Religion & Philosophy Department

Lebanon Valley College

R.I.P. Gabriel Vahanian (1927-2012)

Noelle and I are deeply grateful for all of the heartfelt condolences, sympathy and support from everyone within the department and at the college over the passing of her father.

His public memory has been well noted in obituaries from the New York Times and the Los Angeles Times, and from his many students and colleagues at and   What I regret, however, is how nearly everything that has been written about him in the public media has focused almost entirely on his first book, published over fifty years ago.  The Death of God: The Culture of Our Post-Christian Era (1961) was undoubtedly a landmark work in cultural theology.  It gave the name to what would become a major theological movement, a movement that reached its cultural apogee with the Time magazine cover story “Is God Dead?”  from 1966.

While this first book might have secured Gabriel Vahanian’s legacy, it should not be allowed to define a theological and academic career that spanned over half a century.  Shortly after The Death of God, for instance, Vahanian published Wait Without Idols (1964), an exploratory work in literary criticism that helped to establish the subdiscipline of Religion and Literature within the academic field of Religious Studies.  It was in that book where Vahanian’s lifelong preoccupation with secular culture first came to the fore.  It modeled a new kind of theology cognizant of the displaced centrality of religion within contemporary culture.  In it, he turned to novelists such as Melville, Faulkner, Dostoyevsky and Kafka, and poets such as Eliot, Auden, and Perse in order to mine the depths of our spiritual condition.  In so doing he proved the point that for contemporary theological thinking to be relevant, it could not confine itself within the walls of the church, but must be engaged with this world, our one and only world.  Now, some fifty years later, this once radical and iconoclastic claim has become commonplace.   As Vahanian wrote then, “Today’s iconoclast may be tomorrow’s saint.  And tomorrow’s religion may be today’s atheism.”

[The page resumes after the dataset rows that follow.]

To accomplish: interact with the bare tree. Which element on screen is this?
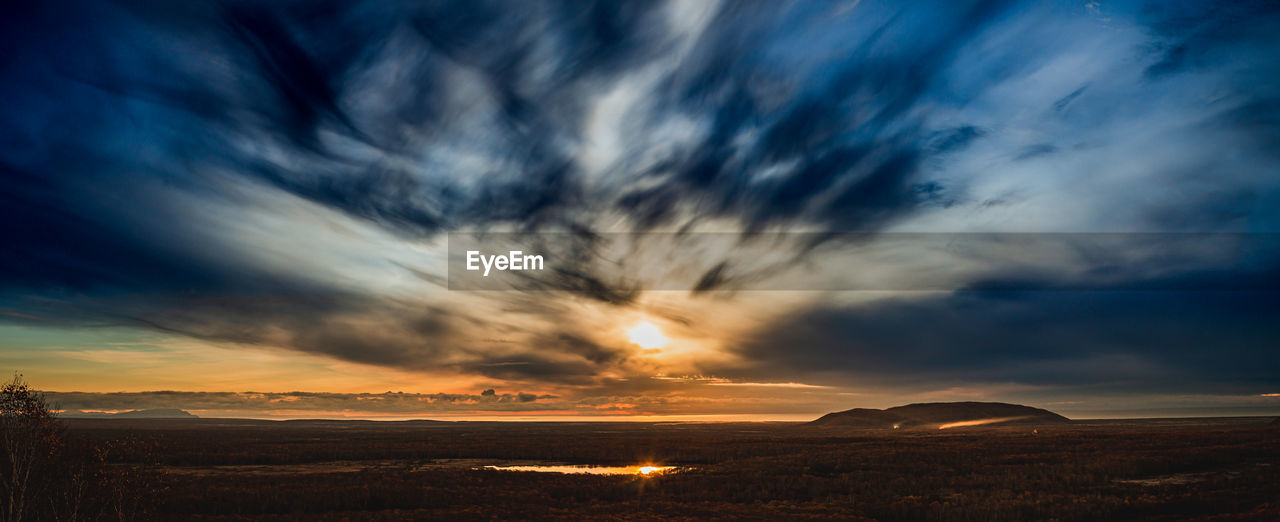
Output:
[0,374,60,522]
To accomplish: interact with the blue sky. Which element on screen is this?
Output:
[0,0,1280,415]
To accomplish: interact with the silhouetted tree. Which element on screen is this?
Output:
[0,374,61,522]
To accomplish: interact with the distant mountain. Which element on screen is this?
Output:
[58,408,200,418]
[808,402,1070,429]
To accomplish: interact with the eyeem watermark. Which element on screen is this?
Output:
[467,251,543,278]
[447,232,1280,291]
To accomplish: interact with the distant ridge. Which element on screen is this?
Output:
[806,402,1070,430]
[58,408,200,418]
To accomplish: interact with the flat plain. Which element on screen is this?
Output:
[65,417,1280,521]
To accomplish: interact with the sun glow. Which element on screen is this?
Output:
[627,322,668,348]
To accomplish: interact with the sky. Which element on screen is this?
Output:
[0,0,1280,420]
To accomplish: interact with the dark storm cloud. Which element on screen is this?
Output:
[0,0,1280,391]
[723,273,1280,394]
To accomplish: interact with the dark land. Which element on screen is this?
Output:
[64,417,1280,521]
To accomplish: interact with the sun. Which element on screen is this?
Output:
[627,322,667,348]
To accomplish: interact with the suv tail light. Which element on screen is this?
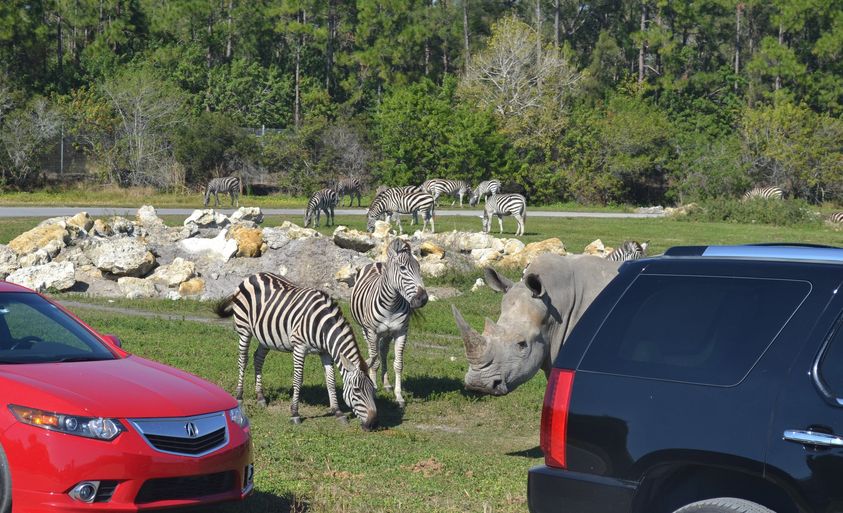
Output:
[541,369,574,468]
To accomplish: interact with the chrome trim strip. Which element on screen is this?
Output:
[127,411,229,458]
[784,429,843,447]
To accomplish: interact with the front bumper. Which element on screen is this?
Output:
[2,419,253,513]
[527,465,637,513]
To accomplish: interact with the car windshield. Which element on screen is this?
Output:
[0,292,115,365]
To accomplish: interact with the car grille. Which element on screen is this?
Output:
[135,472,236,504]
[131,412,228,456]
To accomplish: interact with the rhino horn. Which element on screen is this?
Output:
[451,305,486,365]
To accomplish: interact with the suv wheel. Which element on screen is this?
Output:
[673,497,775,513]
[0,447,12,513]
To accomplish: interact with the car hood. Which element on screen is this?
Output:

That lifelong preoccupation with secular culture manifested itself in several different ways.  After his foray into literary criticism he turned his attention to the issue of modern technology and our religiously inspired utopic dreams for society in God and Utopia (1977).  Rather than denigrating technological society as many religious and philosophical thinkers of the twentieth century have done (think Heidegger), Vahanian saw in technology a celebration of the humanness of this world, a world of our own making by which God bears his stamp, and gives God’s unqualified affirmation, on our future.  Likewise in his book Tillich and the New Religious Paradigm (2005), his was not just an exposition on a theological forebear, but a grappling with how one man’s theological vision inaugurated something new and different within our religious orientations, alerting us to the felt sense of ultimacy within the everyday and the mundane.

But most of all, what I wish to be remembered—if only because I heard him say this so often about himself over the past ten years of his life—is that this man who fifty years ago provided a defining cultural commentary on the pervading sense of loss and uncertainty within contemporary culture and then went on to mine this fundamental insight by exploring a wide array of cultural forms was someone who became a cultural figure in his own right.  Or perhaps better, what I mean to say is that this theologian who provided an early sociological and literary analysis of secular culture actually became a prophet and a poet of the secular.  More than an academic, his writings were the expression of a lived faith, a faith in this world, and in a God for this our one and only world.  If he began his career as a critic, he ended as a poet providing an integrative theo-poetic vision that testifies to a desire for God that runs even deeper than the death of God.